The property path syntax in particular is something SQL fundamentally cannot express without recursive CTEs. In SPARQL, ?a kg:cites+ ?b finds every paper transitively cited by ?a.
4. Amazon Neptune: A Working Mental Model
What Neptune Actually Is
Amazon Neptune is a fully managed graph database service. AWS handles the hardware, the operating system, the database engine upgrades, the backups, the replication and the failover. You get an endpoint, an authentication mechanism and a query API.
Under the hood Neptune runs on the same purpose-built storage layer that powers Aurora. The storage is decoupled from compute, replicated across three Availability Zones in six copies and grows automatically up to 128 TB. You never resize a disk or worry about volume snapshots.
The Two Graph Models
Neptune is unusual in supporting both major graph paradigms in the same cluster:
| Model | Query Languages | Conceptual Model | Strengths |
|---|---|---|---|
| RDF | SPARQL 1.1 | Subject-predicate-object triples with URIs | Standards-based, federation, schema-on-read, linked data interop |
| Property Graph | Gremlin, openCypher | Nodes and edges with property bags and labels | Schema-flexible, expressive traversals, large social/transactional graphs |
For this project I chose RDF because OpenAlex already assigns stable URIs to every entity. The triple model maps onto the data with no translation layer. If you are building a domain graph where each edge has its own properties (a financial transaction graph for instance), property graph with Gremlin or openCypher is usually the better fit.

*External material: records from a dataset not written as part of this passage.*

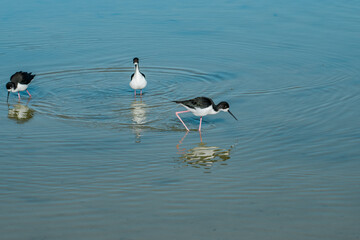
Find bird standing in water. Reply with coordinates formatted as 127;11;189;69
6;71;35;101
173;97;237;132
130;58;147;97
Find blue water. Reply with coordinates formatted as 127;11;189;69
0;0;360;240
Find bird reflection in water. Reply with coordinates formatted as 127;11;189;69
176;132;231;170
131;100;147;143
8;103;35;123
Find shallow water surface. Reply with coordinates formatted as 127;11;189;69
0;0;360;240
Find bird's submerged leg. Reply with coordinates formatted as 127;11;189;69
199;117;202;132
175;110;190;131
26;89;31;97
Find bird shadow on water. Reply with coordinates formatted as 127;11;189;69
176;132;232;173
130;98;147;143
8;99;35;123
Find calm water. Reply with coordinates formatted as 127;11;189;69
0;0;360;240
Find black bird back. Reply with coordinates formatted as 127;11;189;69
10;71;35;85
174;97;214;109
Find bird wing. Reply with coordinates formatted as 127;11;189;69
10;72;35;84
174;97;214;109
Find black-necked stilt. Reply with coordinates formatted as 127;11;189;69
174;97;237;131
130;58;147;96
6;71;35;101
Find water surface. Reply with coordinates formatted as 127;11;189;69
0;0;360;240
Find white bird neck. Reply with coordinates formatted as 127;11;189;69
135;64;140;73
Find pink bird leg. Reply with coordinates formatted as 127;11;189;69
199;117;202;132
175;110;190;131
26;89;31;97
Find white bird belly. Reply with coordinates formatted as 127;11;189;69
187;105;218;117
11;83;28;92
130;74;147;89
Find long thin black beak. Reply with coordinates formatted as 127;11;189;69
228;110;237;121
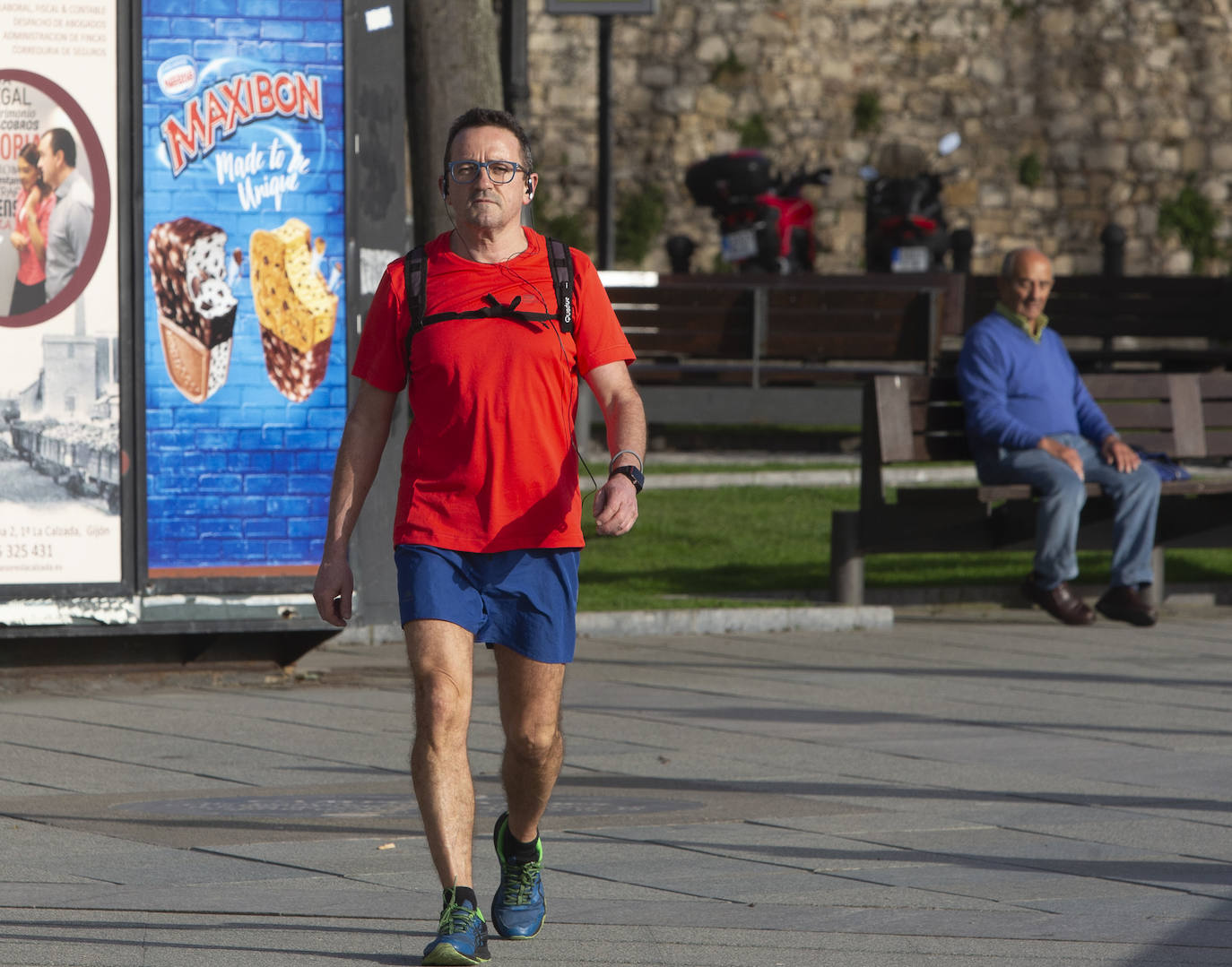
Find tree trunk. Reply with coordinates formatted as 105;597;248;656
406;0;504;243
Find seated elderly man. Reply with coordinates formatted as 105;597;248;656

You cannot mix the two within a single Neptune cluster's data, but you can run both engines side by side in the same cluster. They use the same underlying storage but expose different query interfaces.
Neptune Serverless
The provisioned model required you to pick an instance class (db.r6g.xlarge, db.r6g.4xlarge) and pay for it 24/7. Neptune Serverless replaces this with automatic capacity scaling expressed in Neptune Capacity Units (NCUs). One NCU is roughly 2 GiB of memory along with the proportional CPU and networking. The supported range is 1 to 128 NCUs, scaling in 0.5 NCU increments.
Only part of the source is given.